Une nouvelle loi Montagne sera élaborée et adoptée en 2016, a affirmé le Premier ministre le 25 septembre, à l'occasion du Conseil national de la montagne (CNM) organisé, à Chamonix. Trente ans après la fameuse loi Montagne de 1985, le gouvernement a précisé sa feuille de route pour l'acte II de la montagne. Au programme notamment : un renforcement des institutions représentatives et un meilleur accès aux services. Les élus de montagne restent vigilants.

A l'occasion du Conseil national de la montagne (CNM) qui s'est tenu le 25 septembre 2015 à Chamonix, le Premier ministre, Manuel Valls, a annoncé qu'une nouvelle loi Montagne serait préparée sur la base du rapport des deux parlementaires, Bernadette Laclais, députée PS de Savoie, et Annie Genevard, députée Les Républicains du Doubs, remis le 3 septembre.
 Le Premier ministre prévoit une adoption du texte en 2016. "Nous devons aujourd'hui passer à une autre logique, a-t-il signalé le 25 septembre, à la suite du CNM. La montagne ne doit pas se résumer à une somme de handicaps naturels à compenser. Nous devons désormais valoriser les spécificités de ces espaces pour en tirer pleinement partie." 
Il s'agissait d'une attente forte de la part des élus de montagne, pour laquelle Manuel Valls avait déjà posé quelques jalons lors du CNM de 2014, annonçant une nouvelle feuille de route pour ces territoires.

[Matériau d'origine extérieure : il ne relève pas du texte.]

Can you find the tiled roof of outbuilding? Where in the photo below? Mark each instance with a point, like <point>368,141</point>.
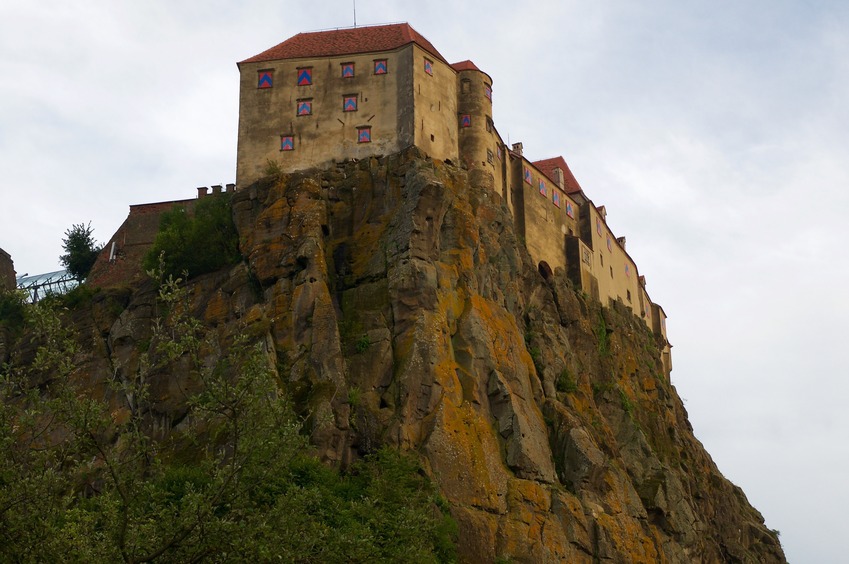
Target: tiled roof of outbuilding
<point>465,65</point>
<point>547,166</point>
<point>347,41</point>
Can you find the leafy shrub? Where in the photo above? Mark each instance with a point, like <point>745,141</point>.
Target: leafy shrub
<point>197,243</point>
<point>80,250</point>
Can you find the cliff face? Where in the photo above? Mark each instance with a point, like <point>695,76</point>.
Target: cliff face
<point>401,309</point>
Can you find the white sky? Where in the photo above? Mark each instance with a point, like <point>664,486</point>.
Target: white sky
<point>716,133</point>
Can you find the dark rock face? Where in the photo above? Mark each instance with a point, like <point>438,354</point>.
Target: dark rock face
<point>400,309</point>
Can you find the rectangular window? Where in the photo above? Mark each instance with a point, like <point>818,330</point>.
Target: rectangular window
<point>265,78</point>
<point>304,76</point>
<point>305,107</point>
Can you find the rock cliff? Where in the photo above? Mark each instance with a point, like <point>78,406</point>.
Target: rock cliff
<point>399,308</point>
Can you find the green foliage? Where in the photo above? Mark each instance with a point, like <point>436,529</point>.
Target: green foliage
<point>601,334</point>
<point>354,396</point>
<point>627,406</point>
<point>197,243</point>
<point>84,481</point>
<point>80,250</point>
<point>565,383</point>
<point>12,310</point>
<point>362,344</point>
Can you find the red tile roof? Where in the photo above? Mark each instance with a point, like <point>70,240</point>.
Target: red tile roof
<point>547,166</point>
<point>465,65</point>
<point>347,41</point>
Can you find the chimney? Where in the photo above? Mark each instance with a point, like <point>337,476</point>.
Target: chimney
<point>558,178</point>
<point>602,212</point>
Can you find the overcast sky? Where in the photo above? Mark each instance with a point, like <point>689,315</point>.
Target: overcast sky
<point>715,133</point>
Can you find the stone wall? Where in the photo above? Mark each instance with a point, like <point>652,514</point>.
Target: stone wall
<point>7,271</point>
<point>323,128</point>
<point>434,108</point>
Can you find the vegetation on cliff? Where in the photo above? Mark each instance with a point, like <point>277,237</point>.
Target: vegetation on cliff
<point>196,243</point>
<point>393,301</point>
<point>91,479</point>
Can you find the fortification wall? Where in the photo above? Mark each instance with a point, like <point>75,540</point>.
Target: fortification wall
<point>550,215</point>
<point>481,148</point>
<point>309,112</point>
<point>7,271</point>
<point>434,105</point>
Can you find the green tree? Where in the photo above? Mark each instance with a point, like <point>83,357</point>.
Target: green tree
<point>235,482</point>
<point>198,242</point>
<point>80,250</point>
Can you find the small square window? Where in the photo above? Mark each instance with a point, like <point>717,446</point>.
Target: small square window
<point>265,79</point>
<point>304,76</point>
<point>305,107</point>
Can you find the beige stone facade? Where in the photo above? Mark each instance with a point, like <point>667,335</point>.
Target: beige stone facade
<point>359,92</point>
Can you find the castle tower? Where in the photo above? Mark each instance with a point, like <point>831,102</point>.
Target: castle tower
<point>481,148</point>
<point>344,93</point>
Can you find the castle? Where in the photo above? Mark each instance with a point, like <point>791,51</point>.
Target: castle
<point>358,92</point>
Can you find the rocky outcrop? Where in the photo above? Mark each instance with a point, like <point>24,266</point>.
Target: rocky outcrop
<point>400,309</point>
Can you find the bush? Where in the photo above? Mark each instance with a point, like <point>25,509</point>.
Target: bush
<point>80,250</point>
<point>197,243</point>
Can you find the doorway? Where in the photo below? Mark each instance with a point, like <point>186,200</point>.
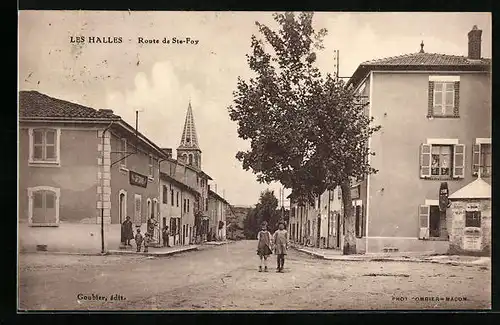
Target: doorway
<point>337,223</point>
<point>434,221</point>
<point>121,206</point>
<point>318,236</point>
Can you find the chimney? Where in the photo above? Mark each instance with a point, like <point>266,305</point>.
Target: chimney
<point>106,111</point>
<point>475,43</point>
<point>167,151</point>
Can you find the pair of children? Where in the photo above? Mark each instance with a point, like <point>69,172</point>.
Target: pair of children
<point>279,240</point>
<point>139,239</point>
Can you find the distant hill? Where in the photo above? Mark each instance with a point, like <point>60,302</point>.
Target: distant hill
<point>235,217</point>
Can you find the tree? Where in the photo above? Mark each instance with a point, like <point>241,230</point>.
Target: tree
<point>265,210</point>
<point>307,131</point>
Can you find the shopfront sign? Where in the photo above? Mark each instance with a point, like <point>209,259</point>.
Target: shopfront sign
<point>355,192</point>
<point>138,179</point>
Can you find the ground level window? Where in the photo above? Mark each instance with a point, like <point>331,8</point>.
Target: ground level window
<point>485,159</point>
<point>44,207</point>
<point>434,221</point>
<point>473,219</point>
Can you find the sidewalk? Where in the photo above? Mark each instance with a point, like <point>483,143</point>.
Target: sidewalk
<point>153,251</point>
<point>416,257</point>
<point>218,243</point>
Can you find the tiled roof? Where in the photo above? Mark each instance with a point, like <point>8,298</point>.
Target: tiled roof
<point>33,104</point>
<point>478,189</point>
<point>220,198</point>
<point>420,61</point>
<point>428,59</point>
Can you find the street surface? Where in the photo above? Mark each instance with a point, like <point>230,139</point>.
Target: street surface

Le "parti de la montagne" se montre divisé. "C'est une très bonne nouvelle pour la montagne, assure ainsi à Localtis Marie-Noëlle Battistel, députée PS de l'Isère et secrétaire générale de l'Association nationale des élus de montagne (Anem). Nous sommes très satisfaits de ces annonces qui auraient pu être a minima." Le président de l'Anem, Laurent Wauquiez (Les Républicains), se montre beaucoup plus réservé. "On est satisfait qu'il y ait une loi Montagne. Mais si c'est une coquille vide, ça n'a aucun intérêt", a-t-il réagi auprès de l'AFP. "Aujourd'hui, l'inquiétude de la montagne reste entière, il manque des actes", a ajouté le maire du Puy-en-Velay. Dans le détail, l'Anem - qui s'était réjouie des conclusions de la mission Laclais-Genevard - constate, dans un communiqué du 25 septembre, des avancées dans le domaine d'internet et de la santé mais "trop peu sur les dotations aux communes et l'agriculture de montagne pourtant en grande difficulté".
Les élus des stations de montagne sont quant à eux enthousiastes. "Nous sommes très heureux de cette décision, signale ainsi à Localtis Charles-Ange Ginesy, président de l'Association nationale des maires des stations de montagne (ANMSM) et député Les Républicains des Alpes-Maritimes. Cette loi qui datait d'il y a trente ans avait besoin d'être remise au goût du jour. Il y a trente ans, on ne parlait pas de numérique ni de développement durable." Satisfait, mais vigilant, car "les territoires de montagne ont beaucoup souffert", affirme-t-il, en insistant sur la baisse des dotations de l'Etat, la fusion des régions, la suppression des conseils généraux avec l'arrivée de conseils départementaux éloignés des zones de montagne. L'ANMSM compte notamment remettre sur la table la question du transfert de la compétence "promotion du tourisme" aux intercommunalités, prévue dans le cadre de la loi Nouvelle Organisation territoriale de la République (Notr), qu'elle souhaiterait voir devenir optionnelle.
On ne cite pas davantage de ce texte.